Addressing these challenges through methodical optimization improves experimental reliability.

How might single-cell analysis techniques enhance our understanding of IL-17C biology?

Emerging single-cell technologies offer new opportunities for IL-17C research:

• Single-cell RNA sequencing can identify previously unknown cellular sources of IL-17C

• Mass cytometry can simultaneously measure IL-17C expression alongside dozens of other markers

• Spatial transcriptomics can reveal the tissue microenvironment context of IL-17C expression

• CRISPR screens can identify novel regulators of IL-17C expression and signaling

These approaches may help resolve conflicting findings in the literature regarding IL-17C function.

What evidence supports the potential therapeutic targeting of IL-17C in inflammatory conditions?

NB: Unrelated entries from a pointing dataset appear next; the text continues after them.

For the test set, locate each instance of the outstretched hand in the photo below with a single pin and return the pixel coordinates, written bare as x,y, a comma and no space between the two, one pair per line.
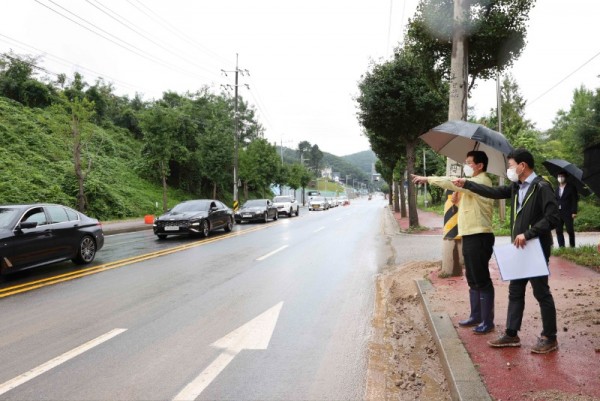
459,182
418,179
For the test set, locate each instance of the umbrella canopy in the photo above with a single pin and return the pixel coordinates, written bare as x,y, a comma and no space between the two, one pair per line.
591,168
455,138
574,173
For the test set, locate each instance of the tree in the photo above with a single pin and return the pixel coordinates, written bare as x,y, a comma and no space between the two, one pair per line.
303,150
396,105
258,165
77,112
316,156
17,82
496,32
575,129
159,124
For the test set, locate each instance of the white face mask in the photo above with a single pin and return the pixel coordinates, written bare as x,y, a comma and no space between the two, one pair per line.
468,170
512,175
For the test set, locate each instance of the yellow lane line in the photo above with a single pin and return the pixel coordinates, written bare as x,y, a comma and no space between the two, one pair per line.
17,289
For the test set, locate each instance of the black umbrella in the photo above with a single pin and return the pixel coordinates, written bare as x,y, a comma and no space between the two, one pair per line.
591,168
574,173
455,138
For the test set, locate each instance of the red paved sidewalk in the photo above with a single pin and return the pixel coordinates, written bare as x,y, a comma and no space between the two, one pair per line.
515,373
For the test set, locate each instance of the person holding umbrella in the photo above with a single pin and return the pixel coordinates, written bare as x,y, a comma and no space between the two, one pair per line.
567,198
534,213
475,228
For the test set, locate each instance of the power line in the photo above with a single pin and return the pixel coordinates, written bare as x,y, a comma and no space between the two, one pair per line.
165,24
130,26
127,46
65,62
564,79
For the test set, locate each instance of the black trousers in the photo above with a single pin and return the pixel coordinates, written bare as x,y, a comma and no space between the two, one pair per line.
477,251
516,304
566,220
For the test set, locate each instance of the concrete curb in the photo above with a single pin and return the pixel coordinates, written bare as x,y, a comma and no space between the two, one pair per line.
464,381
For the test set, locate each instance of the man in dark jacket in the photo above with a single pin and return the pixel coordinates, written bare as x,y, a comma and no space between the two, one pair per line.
567,198
534,214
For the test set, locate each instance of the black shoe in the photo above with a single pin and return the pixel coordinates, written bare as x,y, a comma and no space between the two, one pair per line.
483,328
470,322
505,341
545,345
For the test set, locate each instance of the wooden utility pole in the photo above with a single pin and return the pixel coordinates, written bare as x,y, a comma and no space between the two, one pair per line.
457,110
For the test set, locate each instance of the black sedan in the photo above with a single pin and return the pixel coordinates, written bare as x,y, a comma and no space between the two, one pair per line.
194,217
257,210
39,234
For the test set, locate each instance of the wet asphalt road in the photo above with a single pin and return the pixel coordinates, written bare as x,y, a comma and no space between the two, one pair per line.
271,311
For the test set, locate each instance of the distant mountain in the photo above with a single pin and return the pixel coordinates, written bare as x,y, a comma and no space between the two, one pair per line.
357,166
363,160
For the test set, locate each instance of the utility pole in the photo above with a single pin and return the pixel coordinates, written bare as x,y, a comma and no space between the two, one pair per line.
502,203
457,110
236,133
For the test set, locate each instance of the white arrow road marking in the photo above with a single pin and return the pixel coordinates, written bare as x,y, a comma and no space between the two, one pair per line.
256,334
43,368
272,253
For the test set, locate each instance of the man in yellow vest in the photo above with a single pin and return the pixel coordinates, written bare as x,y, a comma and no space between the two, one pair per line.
475,228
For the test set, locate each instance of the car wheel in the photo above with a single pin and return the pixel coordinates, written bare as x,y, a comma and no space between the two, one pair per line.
86,251
204,228
229,225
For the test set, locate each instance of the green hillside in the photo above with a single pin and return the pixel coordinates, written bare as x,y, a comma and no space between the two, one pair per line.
363,160
36,166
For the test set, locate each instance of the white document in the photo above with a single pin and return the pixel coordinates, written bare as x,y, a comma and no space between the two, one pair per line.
517,263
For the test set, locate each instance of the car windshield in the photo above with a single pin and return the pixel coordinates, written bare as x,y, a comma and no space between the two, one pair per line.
254,203
7,215
192,206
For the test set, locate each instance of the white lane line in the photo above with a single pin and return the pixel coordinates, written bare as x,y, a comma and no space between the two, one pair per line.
43,368
272,253
255,334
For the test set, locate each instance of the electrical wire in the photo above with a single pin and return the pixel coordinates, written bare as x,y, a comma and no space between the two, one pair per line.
127,46
136,29
563,80
65,62
165,24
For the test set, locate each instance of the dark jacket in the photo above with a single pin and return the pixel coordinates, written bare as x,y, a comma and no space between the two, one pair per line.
567,203
539,215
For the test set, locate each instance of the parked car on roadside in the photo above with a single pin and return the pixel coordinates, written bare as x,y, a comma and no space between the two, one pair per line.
256,210
318,203
38,234
194,217
286,205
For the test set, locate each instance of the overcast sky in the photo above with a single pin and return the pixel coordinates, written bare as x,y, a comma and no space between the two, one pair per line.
304,58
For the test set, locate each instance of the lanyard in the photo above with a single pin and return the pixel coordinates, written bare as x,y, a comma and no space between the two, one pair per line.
522,206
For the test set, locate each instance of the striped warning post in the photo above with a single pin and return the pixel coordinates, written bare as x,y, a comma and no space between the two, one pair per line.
450,218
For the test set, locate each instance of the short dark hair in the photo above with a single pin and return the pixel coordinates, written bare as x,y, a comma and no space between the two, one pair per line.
521,155
479,156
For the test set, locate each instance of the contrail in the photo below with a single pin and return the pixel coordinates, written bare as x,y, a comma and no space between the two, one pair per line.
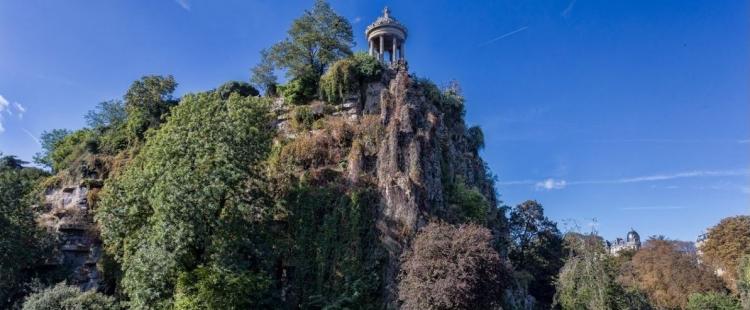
32,136
504,36
652,208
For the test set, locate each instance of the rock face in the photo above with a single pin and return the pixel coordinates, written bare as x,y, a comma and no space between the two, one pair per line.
69,219
422,151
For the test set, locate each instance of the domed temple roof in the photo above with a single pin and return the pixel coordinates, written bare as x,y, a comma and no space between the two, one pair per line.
386,21
633,236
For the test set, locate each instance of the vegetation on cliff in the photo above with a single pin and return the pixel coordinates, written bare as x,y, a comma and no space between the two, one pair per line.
229,199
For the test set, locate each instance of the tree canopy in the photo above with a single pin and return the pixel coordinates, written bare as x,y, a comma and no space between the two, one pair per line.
725,244
190,199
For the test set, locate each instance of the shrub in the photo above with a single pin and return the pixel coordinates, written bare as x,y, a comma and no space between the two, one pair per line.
451,267
217,288
712,301
475,138
302,118
467,203
349,75
241,88
300,90
66,297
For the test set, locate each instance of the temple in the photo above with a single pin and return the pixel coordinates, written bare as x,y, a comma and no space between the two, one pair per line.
387,36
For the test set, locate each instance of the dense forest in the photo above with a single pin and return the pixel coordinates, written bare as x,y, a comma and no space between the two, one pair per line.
353,185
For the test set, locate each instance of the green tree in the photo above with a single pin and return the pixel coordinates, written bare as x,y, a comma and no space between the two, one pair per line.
106,113
712,301
263,75
22,244
316,39
241,88
537,248
588,278
191,197
668,275
743,281
725,244
66,297
349,76
49,140
147,101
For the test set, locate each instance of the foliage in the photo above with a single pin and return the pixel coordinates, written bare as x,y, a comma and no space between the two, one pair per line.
743,281
302,118
712,301
449,99
475,138
106,113
263,76
301,89
668,275
316,39
334,245
70,148
725,245
147,101
241,88
349,75
537,247
218,288
588,278
66,297
467,203
451,267
49,140
191,197
22,244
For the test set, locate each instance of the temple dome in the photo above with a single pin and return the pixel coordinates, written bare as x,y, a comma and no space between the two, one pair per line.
386,22
633,236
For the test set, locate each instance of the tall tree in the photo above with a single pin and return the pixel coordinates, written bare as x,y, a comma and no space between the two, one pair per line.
190,202
316,39
725,244
147,101
668,275
106,113
537,248
451,268
263,75
588,278
49,139
21,242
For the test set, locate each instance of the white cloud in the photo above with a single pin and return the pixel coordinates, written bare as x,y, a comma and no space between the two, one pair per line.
32,136
550,184
184,4
5,106
672,176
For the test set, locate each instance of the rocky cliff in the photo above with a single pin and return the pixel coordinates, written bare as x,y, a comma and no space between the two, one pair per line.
420,152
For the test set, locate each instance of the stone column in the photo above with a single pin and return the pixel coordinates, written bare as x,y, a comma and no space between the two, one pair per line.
394,50
382,45
403,54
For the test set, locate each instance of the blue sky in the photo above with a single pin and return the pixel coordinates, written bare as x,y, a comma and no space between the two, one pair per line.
613,114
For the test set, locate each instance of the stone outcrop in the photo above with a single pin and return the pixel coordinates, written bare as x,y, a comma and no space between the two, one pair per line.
78,248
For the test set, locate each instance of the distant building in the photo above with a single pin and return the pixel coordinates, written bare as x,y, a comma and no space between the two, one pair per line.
698,244
632,242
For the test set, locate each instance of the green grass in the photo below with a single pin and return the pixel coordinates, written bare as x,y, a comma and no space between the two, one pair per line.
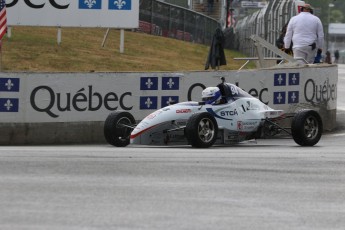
34,49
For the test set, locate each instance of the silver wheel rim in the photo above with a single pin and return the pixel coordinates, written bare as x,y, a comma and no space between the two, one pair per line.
311,127
122,124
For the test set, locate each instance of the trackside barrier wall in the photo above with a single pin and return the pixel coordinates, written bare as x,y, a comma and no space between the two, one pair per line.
62,108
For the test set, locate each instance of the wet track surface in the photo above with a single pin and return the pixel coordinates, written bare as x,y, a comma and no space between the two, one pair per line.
271,184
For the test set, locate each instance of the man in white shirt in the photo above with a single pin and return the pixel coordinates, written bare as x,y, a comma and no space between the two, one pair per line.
305,31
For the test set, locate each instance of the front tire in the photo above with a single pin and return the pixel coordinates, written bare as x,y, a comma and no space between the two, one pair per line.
306,128
201,130
117,128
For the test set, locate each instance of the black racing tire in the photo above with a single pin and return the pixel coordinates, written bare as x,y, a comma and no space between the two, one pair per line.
115,132
307,127
201,130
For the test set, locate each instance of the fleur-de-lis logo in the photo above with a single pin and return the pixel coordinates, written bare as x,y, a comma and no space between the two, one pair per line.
148,102
8,105
170,83
149,83
120,3
90,3
9,84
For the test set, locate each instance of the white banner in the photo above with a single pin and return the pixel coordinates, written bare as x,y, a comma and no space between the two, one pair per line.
74,13
75,97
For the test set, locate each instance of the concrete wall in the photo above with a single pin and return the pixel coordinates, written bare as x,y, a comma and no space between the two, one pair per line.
70,108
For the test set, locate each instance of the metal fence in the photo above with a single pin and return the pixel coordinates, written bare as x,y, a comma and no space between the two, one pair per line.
164,19
266,23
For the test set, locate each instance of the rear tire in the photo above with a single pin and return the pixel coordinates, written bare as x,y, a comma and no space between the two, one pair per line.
306,128
201,130
116,130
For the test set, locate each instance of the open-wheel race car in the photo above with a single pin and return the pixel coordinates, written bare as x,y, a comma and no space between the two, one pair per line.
226,115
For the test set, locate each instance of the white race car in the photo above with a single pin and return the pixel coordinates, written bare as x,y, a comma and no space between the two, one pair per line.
226,115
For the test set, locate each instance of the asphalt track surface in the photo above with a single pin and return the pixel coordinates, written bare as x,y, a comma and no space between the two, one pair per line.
268,184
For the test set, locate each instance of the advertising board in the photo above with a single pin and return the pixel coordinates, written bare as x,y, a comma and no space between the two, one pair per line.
76,97
74,13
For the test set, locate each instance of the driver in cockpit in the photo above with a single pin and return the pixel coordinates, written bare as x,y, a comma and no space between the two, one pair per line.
212,96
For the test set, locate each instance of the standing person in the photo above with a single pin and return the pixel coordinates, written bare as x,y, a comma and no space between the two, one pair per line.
305,31
336,56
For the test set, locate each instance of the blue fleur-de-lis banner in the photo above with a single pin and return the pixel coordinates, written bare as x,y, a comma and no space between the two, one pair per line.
90,4
149,83
9,84
170,83
9,104
120,4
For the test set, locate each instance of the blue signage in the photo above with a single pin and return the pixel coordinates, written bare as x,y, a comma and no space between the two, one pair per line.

While direct therapeutic applications remain exploratory, several lines of evidence suggest potential:

• IL-17C stimulates pro-inflammatory cytokine release (TNF-alpha, IL-1 beta) from monocytes

• IL-17C expression is elevated in inflammatory conditions like Crohn's disease

• IL-17 family cytokines contribute to various immune-mediated conditions

• Targeted antibody therapies against related cytokines have shown clinical success

Researchers exploring therapeutic applications should design experiments that address both efficacy and potential compensatory mechanisms within the IL-17 family.